Don’t panic! Here’s the good news… we didn’t notice things because (usually) they weren’t worth paying attention to. That implies (but doesn’t ensure) that audiences didn’t pay much attention to those things either. So chill. Stop freaking out over videos of your presentation!

Note: that doesn’t mean you can’t watch recordings of your presentations to learn from them, of course! One really good tip I picked up of a professional impressionist is to play back videos at two-time or even five-times normal speed. That way any repeated physical habits you have will be come much(!) more obvious and you can then work on stopping them happening in case they are starting to annoy your audience.

Voice

Similar things happen when we listen to recordings or our presentations.

And just to complicate matters, the direct opposite happens too! Remember how I said that cameras record things perfectly?

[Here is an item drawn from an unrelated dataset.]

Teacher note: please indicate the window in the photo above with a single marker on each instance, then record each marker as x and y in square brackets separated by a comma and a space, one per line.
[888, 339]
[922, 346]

The thing is that unless you’ve got stupidly expensive recording equipment and play back systems what you hear on a recording isn’t what your voice sounded like anyway. So chill.

Which brings us to another issue. You never know what your own voice sounds like anyway – and hearing it back in a recording is a shock to you – it sounds like a stranger. No wonder you don’t like it!

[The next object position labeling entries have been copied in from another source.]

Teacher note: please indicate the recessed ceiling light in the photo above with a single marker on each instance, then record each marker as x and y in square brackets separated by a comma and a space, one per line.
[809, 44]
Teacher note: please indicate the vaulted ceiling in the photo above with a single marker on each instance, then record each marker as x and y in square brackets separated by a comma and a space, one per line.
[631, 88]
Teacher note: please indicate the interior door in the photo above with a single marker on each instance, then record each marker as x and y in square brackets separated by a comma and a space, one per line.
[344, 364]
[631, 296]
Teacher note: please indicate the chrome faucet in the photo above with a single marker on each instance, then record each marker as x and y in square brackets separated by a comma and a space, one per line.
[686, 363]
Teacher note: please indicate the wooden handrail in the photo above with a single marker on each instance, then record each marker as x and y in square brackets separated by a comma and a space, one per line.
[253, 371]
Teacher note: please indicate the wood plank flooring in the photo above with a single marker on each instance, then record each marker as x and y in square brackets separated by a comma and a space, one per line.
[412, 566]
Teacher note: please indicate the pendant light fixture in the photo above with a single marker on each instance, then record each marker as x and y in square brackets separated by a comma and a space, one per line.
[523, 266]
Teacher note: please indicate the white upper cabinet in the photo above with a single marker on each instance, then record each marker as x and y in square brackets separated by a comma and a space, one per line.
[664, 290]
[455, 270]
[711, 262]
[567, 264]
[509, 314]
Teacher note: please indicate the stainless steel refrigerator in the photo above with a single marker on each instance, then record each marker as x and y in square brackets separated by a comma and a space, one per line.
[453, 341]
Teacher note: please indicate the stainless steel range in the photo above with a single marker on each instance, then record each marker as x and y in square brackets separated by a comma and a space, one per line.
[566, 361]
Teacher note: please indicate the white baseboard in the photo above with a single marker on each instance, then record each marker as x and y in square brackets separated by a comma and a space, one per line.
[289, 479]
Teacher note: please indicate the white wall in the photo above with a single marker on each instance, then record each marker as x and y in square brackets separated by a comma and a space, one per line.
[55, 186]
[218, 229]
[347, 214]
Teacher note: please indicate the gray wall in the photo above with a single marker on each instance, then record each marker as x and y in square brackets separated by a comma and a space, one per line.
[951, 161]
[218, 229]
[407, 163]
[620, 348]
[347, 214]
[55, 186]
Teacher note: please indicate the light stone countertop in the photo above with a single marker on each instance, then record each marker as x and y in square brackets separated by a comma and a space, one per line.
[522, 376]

Underwater presentations anyone?

So why don’t you know what your own voice sounds like? Simple.

Everyone else hears your voice as vibrating air molecules. You, however, hear most of your own voice as vibrations which travel up through your body – particularly your bones. Bones vibrate in a very, very different way to way the air does and hence your voice sounds different. As a simple analogy, think of how different voices sound at the swimming pool when you put your head under the water.  Water is more like air than your bones are ‘cos it’s a fluid – so if water makes voices sound different, imagine how different something solid like bones can make things.

So what should you do?

Simple.

As always – stop measuring your presentation by the wrong metrics. How cool you think you sounded and how cool you think you looked are pretty close to utterly irrelevant. They’re vanity metrics for presentations. Even a standing ovation in the room is just the presenters equivalent of having a million followers on twitter… but if 999,999,999 of them are bots from far right hate groups, how is that actually any good?!

What matters is what your audience think of your presentation, not what you think of your recordings! There is one brutal metric that matters, not your feelings about your recordings: how many of your audience change what they do/think/believe after your presentation? Everything else is vanity.

(Oh, and use the recordings in conjunction with an expert to interpret what you did, so you can learn to be even better. Recordings of a presentation are a tool, not something to fret about in their own right!)

5 Comments

  1. Craig

    Great tip about watching at 5x speed! If the video happens to be online (e.g. on a conference website), here’s a handy technique) that lets you still do that.

    • Simon Raybould

      Thanks for the link! It’s a bit geeky for some people though (but I spent over two decades writing code so I’m a happy bunny! 🙂 ). If people are watching their own videos they’re likely to have the vids of themselves I guess, so it might be easier to just hit the speed button on their playback software. But for other people’s, online vids? V cool hack!